Going back to 2006 and the Tortelli/Pichon era and two years before that when Steve Ramon won the first ever MXGP (then MX1) moto on the KTM 450 SX-F: is that bike a world away from what we see now?
“Totally. That bike back then was not the best 450 [they made]. The models afterwards received much more effort in terms of building a pure Motocross bike. That one was like the twin brother of the Enduro bike when you looked at the frame and the geometry. We had different concepts and views of things at that time. We were running PDS and nobody had the same system. It worked in its own way but it was more difficult to set up and some riders loved the PDS – like Max Nagl and he still does – but there were more possibilities with the link bike and it was more forgiving on certain tracks.”
What are the strengths of the SX-F now?
“I believe the guys would say it is a light and nimble ride. It looks like the chassis offers some comfort and trust. Engine-wise we have tried to make smooth power with a wide, useable band but everybody can do that now and we just move it around to where we want to have it. I think we have found a good package with it all together. It took a while until the guys knew what they wanted and how to handle it but now it is there.”
Tony said at Glen Helen at the end of 2015 that he only came back to test and was working on electronics and chassis so that area must have been work in progress for quite a while …
“We were trying a holeshot device – that is now even on stock bikes – but to be honest he doesn’t use it. He just uses a normal setup. I think it helps to a certain point but if you are a good starter like Tony is then there was always something he didn’t like about the device. Some guys are better at judging it themselves. I’m not 100% convinced about the electronics out there at the moment and that is why we have less on the bike compared to some Japanese companies.”
People are always working for those marginal gains, so what for next year? Small tweaks?
“[smiles] No. Even with a 1-2 in the championship then ‘after the race is just before the race’. Next season will come around fast and we need to make the same effort that we do every year. Winter will be short.”
Even though you’ve led the way since round six and Jeffrey has been so strong in the second part of the season do you still have prototype parts coming through?
“We have ideas and we put them out there and sort them out with the riders.
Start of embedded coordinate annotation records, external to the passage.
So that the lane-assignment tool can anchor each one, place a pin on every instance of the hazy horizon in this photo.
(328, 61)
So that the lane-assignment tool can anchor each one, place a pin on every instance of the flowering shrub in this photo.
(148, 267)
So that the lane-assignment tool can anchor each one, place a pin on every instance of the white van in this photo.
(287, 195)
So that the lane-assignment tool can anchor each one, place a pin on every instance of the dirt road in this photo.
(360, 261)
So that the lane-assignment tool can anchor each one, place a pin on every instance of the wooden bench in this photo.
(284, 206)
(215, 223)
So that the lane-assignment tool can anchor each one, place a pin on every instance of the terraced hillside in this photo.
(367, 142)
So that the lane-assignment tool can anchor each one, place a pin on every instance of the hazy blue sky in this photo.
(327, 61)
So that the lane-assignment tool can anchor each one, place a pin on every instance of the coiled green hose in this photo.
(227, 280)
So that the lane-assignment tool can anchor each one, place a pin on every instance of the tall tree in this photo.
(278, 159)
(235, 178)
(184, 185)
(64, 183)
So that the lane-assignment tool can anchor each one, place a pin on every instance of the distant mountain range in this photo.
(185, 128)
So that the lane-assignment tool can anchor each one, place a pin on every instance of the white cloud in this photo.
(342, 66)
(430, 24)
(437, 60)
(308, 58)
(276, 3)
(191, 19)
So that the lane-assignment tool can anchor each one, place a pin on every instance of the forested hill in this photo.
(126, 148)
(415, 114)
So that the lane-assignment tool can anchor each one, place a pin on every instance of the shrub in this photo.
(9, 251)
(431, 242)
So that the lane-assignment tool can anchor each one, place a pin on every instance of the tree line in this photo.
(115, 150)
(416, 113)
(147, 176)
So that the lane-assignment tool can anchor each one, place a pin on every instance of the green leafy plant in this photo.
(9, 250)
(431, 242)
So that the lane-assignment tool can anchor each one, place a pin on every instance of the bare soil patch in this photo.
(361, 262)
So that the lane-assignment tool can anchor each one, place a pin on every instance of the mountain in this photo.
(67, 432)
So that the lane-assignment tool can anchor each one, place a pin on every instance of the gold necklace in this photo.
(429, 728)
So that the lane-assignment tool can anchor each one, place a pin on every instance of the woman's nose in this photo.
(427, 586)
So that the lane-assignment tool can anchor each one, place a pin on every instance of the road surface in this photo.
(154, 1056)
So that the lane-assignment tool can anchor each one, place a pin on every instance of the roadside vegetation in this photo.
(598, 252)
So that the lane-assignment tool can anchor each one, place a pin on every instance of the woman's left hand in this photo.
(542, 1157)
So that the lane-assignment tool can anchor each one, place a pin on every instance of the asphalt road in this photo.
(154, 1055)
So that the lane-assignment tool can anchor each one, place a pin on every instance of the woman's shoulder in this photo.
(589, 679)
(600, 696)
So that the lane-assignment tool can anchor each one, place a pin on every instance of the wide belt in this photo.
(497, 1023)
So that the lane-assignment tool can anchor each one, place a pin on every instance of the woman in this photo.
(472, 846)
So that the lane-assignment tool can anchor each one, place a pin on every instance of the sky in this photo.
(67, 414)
If they have a benefit from them then we’ll use it. Development does not stop.”
With the championship won in MXGP it fully closes the story of the KTM 350 SX-F: a bike that was supposed to be the answer to the power of the 450s. Was it the right bike at the right time but now the 450s have evolved?
“It was the right bike at the right time but also the tracks have changed. We had some influences when [Ryan] Villopoto came over with bigger jumps and it was tougher to clear them on a good level with the 350 because it lacked that little extra torque and that was where the struggle started a bit. Tony changed his mind and also said that tracks with big uphills – like St Jean [D’Angely in France] for example and Matterley Basin that was fast with big quad jumps – were even harder on the 350. Tracks are still changing now and the layout for me can be good but I also see some more obstacles like wall jumps. We went faster and higher but now we try to break the rhythm with these jumps; these are sections more for Supercross in my opinion. We are not talking about super-high-powered 450s any more. They are softer, more manageable and have come a long way in a short time.”